Writing good unit tests is made much easier by dependency injection. This lets you separate your code’s behavior from that of your dependencies:

type MyType struct {
  dep1 DependencyOne
  dep2 DependencyTwo
}

func GoodConstructor(dep1 DependencyOne, dep2 DependencyTwo) *MyType {
  return &MyType{
    dep1: dep1,
    dep2: dep2,
  }
}

func BadConstructor() *MyType {
  return &MyType{
    dep1: NewDepOne(),
    dep2: NewDepTwo(),
  }
}

The example’s a little bit contrived, because you could just directly write dep1 to the struct field, but for types with complex initialization, the testability of a type created with GoodConstructor is much higher.

So, what should you pass into the constructor when testing? Many people pass in mock objects. These are objects that provide the same API as your concrete dependencies and provide tools for constructing responses to API calls and assert that certain calls were made with certain arguments. A popular example in Go is testify/mock. In Java, you’ll often encounter Mockito. Mocks look convenient: have the framework generate a mock for you, and then script the interactions. I’m here to argue that the cost of the convenience is too high.

Mocks create brittle tests

Most mocking frameworks create an assertion on each mock API call and then verify these assertions after a test. You may write a test like:

func TestAdd(t *testing.T) {
  dep1 := NewDepOneMock()
  dep2 := NewDepTwoMock()
  dut := GoodConstructor(dep1, dep2)
  
  dep1.On(t, "AddOne").Return(1)
  dep1.On(t, "AddOne").Return(2)
  
  dut.Add(2)
  assert.Equal(t, dut.Count(), 2)
}

What happens in dep1 gets a new function Add and you change your code to use it? You break your test, even though no behavior in your code has changed. We shouldn’t be rewriting tests that have the exact same inputs and expected outputs.

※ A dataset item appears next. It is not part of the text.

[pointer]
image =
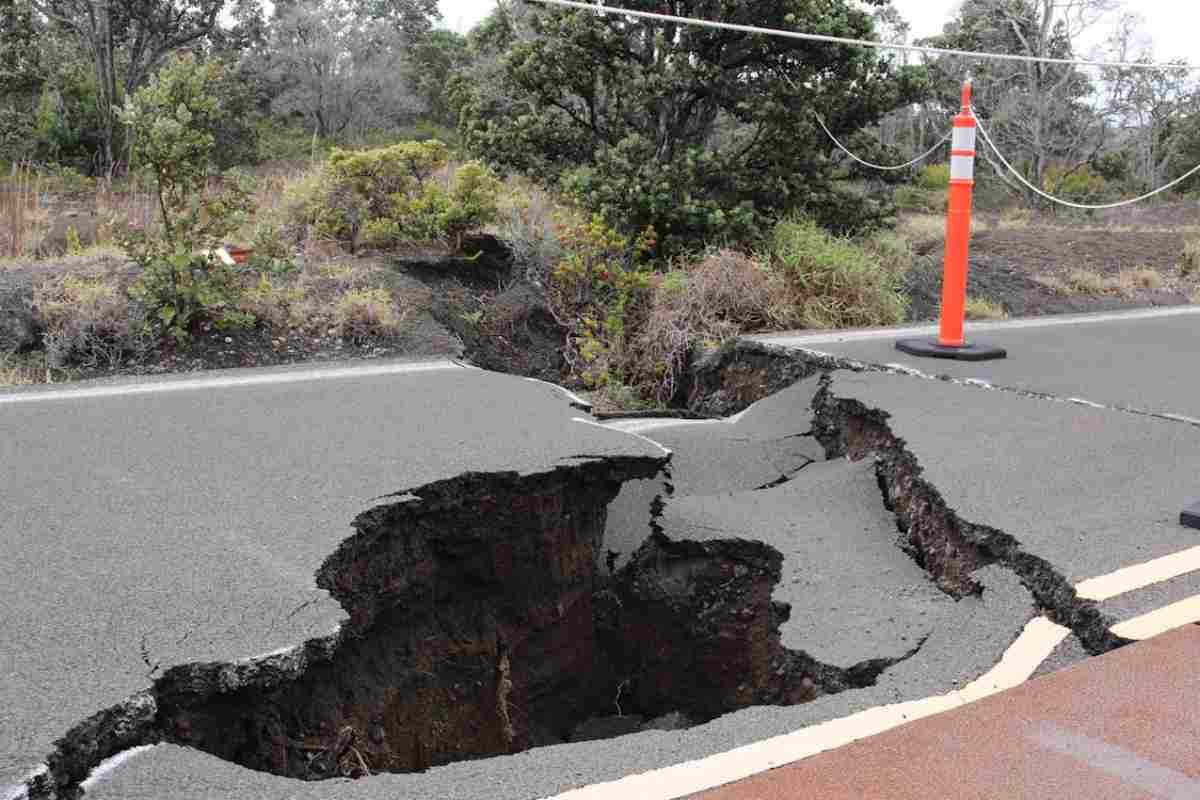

Mocks encourage tests that are too fine-grained

Because your mocked calls are dependent on the current state of the Device Under Test, you’re also tempted to assert on the internal state of your dut. These kinds of fine-grained tests are also fragile. You can’t modify the code without modifying the test, even if the inputs and outputs are unchanged. That’s unnecessary extra work.

Alternative: Use a Fake

Migrating to a “Fake” is probably the simplest way to move a unit tests off of a brittle mock. A Fake is an implementation of the dependency that isn’t “real.” It’s less complex to set up, perhaps, or it doesn’t require a network connection. An example might be an on-disk implementation of the Amazon S3 API. To the caller this is indistinguishable, but it’s much easier to use in tests.

Alternative: Don’t unit test calls to complex dependencies. Write integration and behavioral tests for multiple components

One reason we don’t use complex dependencies (even from other packages in the same codebase) is to avoid testing the code of the dependencies. That shouldn’t be a unit test’s responsibility.

But an integration test does care about the code in other packages. That’s the right place to test complex interactions with dependencies.

What about Stubs?

In most definitions, a Stub is like a mock that doesn’t do assertions. This can be less fragile than a mock - there aren’t assertions that break if the number of calls change - but it is still a programmable double of a dependency. It has many of the same problems with brittleness. Internal logic tests can break tests in the absence of observable external changes.